With over half of new car and van registrations in the UK belonging to commercial fleets, companies can work with the UK government to achieve tangible results on the transition to electric and zero-carbon vehicles. 

BT Group, including Openreach, operates the UK’s second largest commercial fleet comprising 33,000 vehicles, accounting for over two-thirds of its direct emissions. We’ve pledged to transition most of our fleet to electric or zero-carbon emissions vehicles by 2030. In June 2020, we joined forces with the Climate Group and 29 companies to launch the UK Electric Fleets Coalition. 

Together, the coalition has taken a leading role in communicating the benefits of switching to electric vehicles (EVs) and has helped shape the UK government’s policy to end the sale of new conventional petrol and diesel vehicles by 2030. 

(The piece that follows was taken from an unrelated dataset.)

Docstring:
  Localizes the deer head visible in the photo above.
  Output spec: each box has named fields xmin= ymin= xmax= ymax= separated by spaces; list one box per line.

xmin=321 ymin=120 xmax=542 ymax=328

In 2021, the EV Fleet Accelerator (EVFA) was formed by the CEOs of BP, BT, Direct Line Group, Royal Mail, Scottish Power, Severn Trent, and Tesco. In July, the group outlined how supportive government policy could help unlock private sector investment of £50bn in infrastructure and electric fleets in the UK over the next five years. 

The report found that switching to electric vehicles, alongside the rollout of a national charging network, would allow faster public adoption in the mass market and help drive the second-hand market, which is the primary market for most consumers. 

EVs have the potential to reduce fossil fuel usage dramatically. But to succeed, the government must put EVs at the forefront of our green agenda over the next decade, working together with the industry to future-proof the electricity network infrastructure, enable the UK-wide rollout of charging infrastructure and expand the supply of UK-made vehicles. As laid out in the EVFA report, businesses are taking action, but the proper infrastructure must be put in place now if we’re going to build back better.